Welcome! This is a "detail" page about a book purchased as part of a job lot at an auction of general household "stuff". There is an overview of the job lot, if you haven't already seen that. This is about "book h" in that overview.

Henry Wilson: Surveying Improved... The Whole Art
Hume: Geodoesia Accurata

Forgive me for the moment any overlap between this page and the main page...

Book "h": My notes on this are incomplete at this point.

Surveying Improved is said to be in four parts. Not only are things I expected to find covered, but there are log and trig tables... no calculators for that in those days, and Mr. Babbage's machine hadn't yet been invented to generate the tables accurately. (Of course even though he "invented" it, it didn't get built until electronic calculators were already available.)

I've barely scratched the surface of Hume's contribution so far... but I will give you the whole title: "Geodoesia Accurata: Or, Surveying made Easy by the Chain only".

Soem time ago, I asked "What, please, do you make of the letters Kennedy has put after his name?" (Click here to get my contact details to answer.)

One of the pleasures of collecting books and maps is that there are some very nice people out there, with your interests.

One of them kindly got in touch with the following suggestions, observations...

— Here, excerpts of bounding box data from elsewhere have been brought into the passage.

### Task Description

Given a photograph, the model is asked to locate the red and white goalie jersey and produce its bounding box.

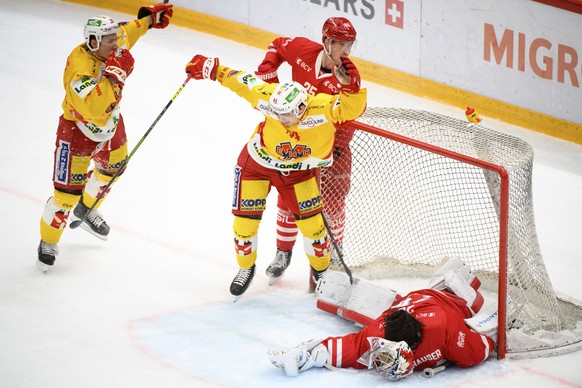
[256,37,341,95]
[321,289,494,370]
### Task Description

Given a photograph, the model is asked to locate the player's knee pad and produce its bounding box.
[83,170,114,209]
[233,216,261,268]
[52,190,81,212]
[297,214,330,271]
[40,197,74,244]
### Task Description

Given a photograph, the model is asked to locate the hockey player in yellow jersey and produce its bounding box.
[186,55,367,300]
[37,3,173,272]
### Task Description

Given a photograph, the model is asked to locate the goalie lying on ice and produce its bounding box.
[268,259,494,380]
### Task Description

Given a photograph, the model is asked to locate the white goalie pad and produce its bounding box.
[315,271,396,326]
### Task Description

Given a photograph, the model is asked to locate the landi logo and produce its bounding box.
[483,23,582,88]
[384,0,404,29]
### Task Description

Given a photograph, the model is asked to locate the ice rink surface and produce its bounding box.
[0,0,582,388]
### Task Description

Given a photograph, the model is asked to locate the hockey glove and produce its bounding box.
[339,57,361,93]
[103,49,134,86]
[255,65,279,84]
[137,3,174,28]
[186,54,219,81]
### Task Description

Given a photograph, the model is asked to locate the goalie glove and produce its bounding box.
[137,3,174,28]
[186,54,219,81]
[103,49,134,86]
[267,340,329,377]
[334,57,361,93]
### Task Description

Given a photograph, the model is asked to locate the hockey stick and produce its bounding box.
[321,212,354,285]
[69,75,191,229]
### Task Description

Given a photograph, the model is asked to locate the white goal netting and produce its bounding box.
[321,108,582,358]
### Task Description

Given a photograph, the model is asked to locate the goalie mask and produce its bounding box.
[83,15,119,52]
[269,82,307,118]
[368,337,414,380]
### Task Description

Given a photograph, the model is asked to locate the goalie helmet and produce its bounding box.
[269,82,307,118]
[321,17,356,42]
[83,15,119,51]
[370,338,414,381]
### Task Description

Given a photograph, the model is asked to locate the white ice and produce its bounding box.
[0,0,582,388]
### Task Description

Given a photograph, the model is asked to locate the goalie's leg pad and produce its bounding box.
[444,272,484,315]
[315,271,396,326]
[428,259,481,291]
[233,216,261,268]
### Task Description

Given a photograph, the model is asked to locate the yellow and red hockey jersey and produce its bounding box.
[62,18,149,142]
[216,66,367,171]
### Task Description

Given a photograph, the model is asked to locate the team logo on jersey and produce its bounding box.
[71,77,97,98]
[240,198,267,211]
[299,195,323,213]
[232,166,240,209]
[297,115,327,129]
[275,142,311,160]
[55,140,71,185]
[457,331,465,348]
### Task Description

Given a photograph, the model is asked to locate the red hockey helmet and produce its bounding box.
[321,17,356,42]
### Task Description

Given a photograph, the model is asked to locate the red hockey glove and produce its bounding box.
[255,65,279,84]
[339,57,361,93]
[137,3,174,28]
[186,54,219,81]
[103,49,134,85]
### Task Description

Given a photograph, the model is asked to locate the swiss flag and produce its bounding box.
[384,0,404,29]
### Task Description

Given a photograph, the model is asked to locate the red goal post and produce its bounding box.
[321,107,582,358]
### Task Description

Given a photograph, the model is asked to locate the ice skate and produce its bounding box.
[71,200,109,240]
[265,248,293,286]
[230,264,255,302]
[36,240,59,273]
[309,267,327,294]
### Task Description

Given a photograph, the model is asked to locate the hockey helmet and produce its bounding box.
[321,17,356,42]
[269,81,307,117]
[83,15,119,51]
[370,338,414,381]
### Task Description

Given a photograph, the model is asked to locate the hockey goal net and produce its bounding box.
[321,108,582,358]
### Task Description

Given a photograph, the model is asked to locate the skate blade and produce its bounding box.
[36,260,50,274]
[81,222,107,241]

First note how neaty the "James" of the ownership inscription has been placed on the page. Now look at the "Kennedy". Looks a bit "squashed up", don't you think? And if you look closely at what follows the "Kennedy", although it seems to be similar ink, itw was not written with the care, and perhaps not with the same nib, as the "Kennedy". AND: If it was there before the "Kennedy", that would explain the squashing, wouldn't it?

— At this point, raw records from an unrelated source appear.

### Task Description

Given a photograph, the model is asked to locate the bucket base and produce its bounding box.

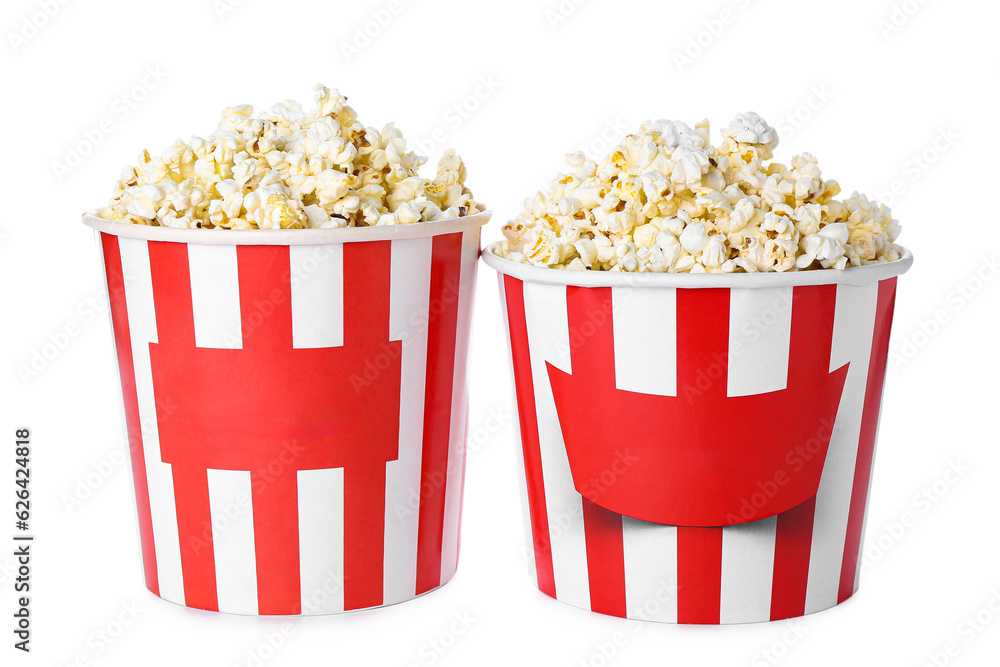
[140,574,455,618]
[538,589,857,626]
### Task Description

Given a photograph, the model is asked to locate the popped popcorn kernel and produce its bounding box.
[498,112,901,273]
[98,85,476,231]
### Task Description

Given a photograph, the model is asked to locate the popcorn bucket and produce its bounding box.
[83,211,490,615]
[483,249,913,624]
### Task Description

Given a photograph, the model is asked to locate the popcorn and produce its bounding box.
[496,113,901,273]
[99,86,476,230]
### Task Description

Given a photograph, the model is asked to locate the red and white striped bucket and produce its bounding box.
[84,212,490,615]
[483,250,912,624]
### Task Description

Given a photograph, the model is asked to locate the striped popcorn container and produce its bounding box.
[83,211,490,615]
[483,245,912,624]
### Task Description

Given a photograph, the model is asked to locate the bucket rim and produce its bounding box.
[482,241,913,289]
[82,204,493,246]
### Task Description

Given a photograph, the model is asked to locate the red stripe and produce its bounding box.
[344,241,394,609]
[771,496,816,621]
[677,528,723,625]
[677,289,729,624]
[582,498,625,617]
[101,234,160,595]
[149,241,219,611]
[771,285,837,620]
[416,232,462,594]
[837,278,896,602]
[500,276,556,597]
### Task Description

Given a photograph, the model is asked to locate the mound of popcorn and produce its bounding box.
[99,85,477,229]
[495,113,901,273]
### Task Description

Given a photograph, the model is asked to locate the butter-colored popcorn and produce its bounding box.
[99,86,476,230]
[500,113,900,273]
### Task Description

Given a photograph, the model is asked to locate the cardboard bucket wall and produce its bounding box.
[84,212,489,615]
[483,250,912,624]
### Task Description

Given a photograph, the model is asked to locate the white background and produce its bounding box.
[0,0,1000,667]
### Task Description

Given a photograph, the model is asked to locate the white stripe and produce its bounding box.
[96,232,148,588]
[118,237,184,604]
[622,516,677,623]
[611,287,677,396]
[719,287,793,623]
[851,418,885,595]
[441,227,479,583]
[497,273,538,583]
[728,287,793,396]
[524,283,590,609]
[298,468,344,616]
[719,516,778,623]
[188,243,243,350]
[806,283,878,614]
[208,468,257,614]
[289,243,344,348]
[382,237,433,604]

It turns out that for a time, it was not uncommon for booksellers, or indeed owners, to put the cost of a book, sometimes in code (Read "Silk and Cyanide, Leo Marks, for a variety of reasons) on the title page. Booksellers today often put that kind of thing on the inside of the front board, or on the first page in the book... but go back a ways, and the binding of a book wasn't the more or less permanent feature that it is on a modern, or recently re-bound, book. Hence the title page made a better place to put such things, much as that might distress either Mr. Kennedy, who clearly liked to work neatly, or me, who prefers things "unsullied", "as they were". (I do forgive author's inscribing their books, though! And neat gift inscriptions, someplace suitable, can be okay. I was once offered a Florence Nightingale, inscribed to a much loved neice. And just missed a Milne, with Christopher Milne in a child's hand... although I gather he was sat down in front of a pile one day, and such inscriptions don't necessarily indicate that the copy in question was his copy....)

Ah! Books and maps! Their own "Never ending stories...." To get back to the Wilson/ Hume...

Name on title page, book 'h', Wilson's 'Surveying Improved'

Here's the top half of one of the diagram plates....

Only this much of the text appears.